Consider $Universality_{TM} = \{<M> | \space M \space is \space TM \space and \space L(M)=\sum^{*} \}$
According to Rice Theorem, I know that $Universality_{TM}$ is undecidable.
But is $Universality_{TM}$ Recursively Enumerable or non-RE?

I think it is non-RE, because we can't simulate M and check for every string $w$ whether w is in L(M) since there are infinite strings and also M may loops on some w. But this is informal understanding.
I am in search of formal proof (probably using Reduction).

Answer 1

Let $L_{\in} = \{\langle M, x\rangle \mid M \text{ is a TM and }x\in L(M)\}$. It is well known that $L_{\in}$ is undecidable. However, it is RE: simulate the computation of $x$ on $M$ and wait for it to halt and accept.

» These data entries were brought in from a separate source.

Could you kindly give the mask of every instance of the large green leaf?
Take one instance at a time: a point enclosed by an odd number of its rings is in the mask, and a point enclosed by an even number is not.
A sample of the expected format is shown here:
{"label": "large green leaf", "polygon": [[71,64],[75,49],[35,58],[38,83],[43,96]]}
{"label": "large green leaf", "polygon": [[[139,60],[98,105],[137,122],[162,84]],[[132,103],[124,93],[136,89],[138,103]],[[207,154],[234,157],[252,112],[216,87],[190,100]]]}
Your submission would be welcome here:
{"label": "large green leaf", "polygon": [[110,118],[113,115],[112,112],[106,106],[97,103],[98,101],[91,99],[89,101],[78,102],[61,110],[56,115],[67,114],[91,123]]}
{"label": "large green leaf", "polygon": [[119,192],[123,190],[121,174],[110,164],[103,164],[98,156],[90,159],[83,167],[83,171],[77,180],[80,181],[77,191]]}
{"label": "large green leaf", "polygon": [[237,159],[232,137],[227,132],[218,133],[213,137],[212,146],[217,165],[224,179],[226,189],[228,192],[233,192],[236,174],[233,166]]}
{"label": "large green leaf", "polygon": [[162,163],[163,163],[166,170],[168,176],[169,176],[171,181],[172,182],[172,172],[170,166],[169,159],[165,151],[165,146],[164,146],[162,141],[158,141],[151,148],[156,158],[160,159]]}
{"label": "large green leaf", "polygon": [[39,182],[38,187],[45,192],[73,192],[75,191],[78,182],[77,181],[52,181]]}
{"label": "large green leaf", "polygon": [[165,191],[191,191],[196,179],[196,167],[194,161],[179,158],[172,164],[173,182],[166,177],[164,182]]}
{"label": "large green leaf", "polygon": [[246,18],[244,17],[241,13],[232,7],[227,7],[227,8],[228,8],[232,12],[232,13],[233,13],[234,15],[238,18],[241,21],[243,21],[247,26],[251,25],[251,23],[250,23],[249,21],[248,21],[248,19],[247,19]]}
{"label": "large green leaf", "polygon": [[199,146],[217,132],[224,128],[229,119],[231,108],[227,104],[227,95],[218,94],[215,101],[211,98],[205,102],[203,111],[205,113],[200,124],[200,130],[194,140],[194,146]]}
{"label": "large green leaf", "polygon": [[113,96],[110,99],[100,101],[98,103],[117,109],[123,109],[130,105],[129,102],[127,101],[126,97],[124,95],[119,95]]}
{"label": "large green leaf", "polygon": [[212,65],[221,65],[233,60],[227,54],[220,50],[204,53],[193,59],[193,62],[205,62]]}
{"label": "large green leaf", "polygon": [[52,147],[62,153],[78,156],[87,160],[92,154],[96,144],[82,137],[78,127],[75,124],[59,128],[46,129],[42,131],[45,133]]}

Since $L_{\in}$ is undecidable and RE, that means that its complement $\overline{L_{\in}}$ is not RE. Now, let us show that $\overline{L_{\in}}$ is many-one reducible to $L_u = \{\langle M\rangle\mid M \text{ is a TM and }L(M) = \Sigma^*\}$:

Let $\langle M, x\rangle$ be an input. We create a Turing machine $M_x$ such that on input $y$:

• $M_x$ simulates the $|y|$ first steps of computation of $M$ on input $x$;
• if this simulation halts and $M$ accepts $x$, then $M_x$ loops infinitely;
• otherwise, $M_x$ halts and accepts.

Now, let us distinguish:

• if $\langle M_x\rangle\in L_u$, that means that $M_x$ always halts on any input $y$, which means that the computation of $M(x)$ never halts, so $\langle M, x\rangle \in \overline{L_{\in}}$;
• if $\langle M_x \rangle \notin L_u$, that means that there exists $y$ such that $M_u(y)$ never halts, so the computation of $M(x)$ halts and accepts after $|y|$ steps, so $\langle M, x\rangle \notin \overline{L_{\in}}$.

Since $\overline{L_{\in}}$ is not RE and $\overline{L_{\in}}\leqslant_m L_u$, that means that $L_u$ is not RE.

Exercise: prove that $\overline{L_u}$ is not RE.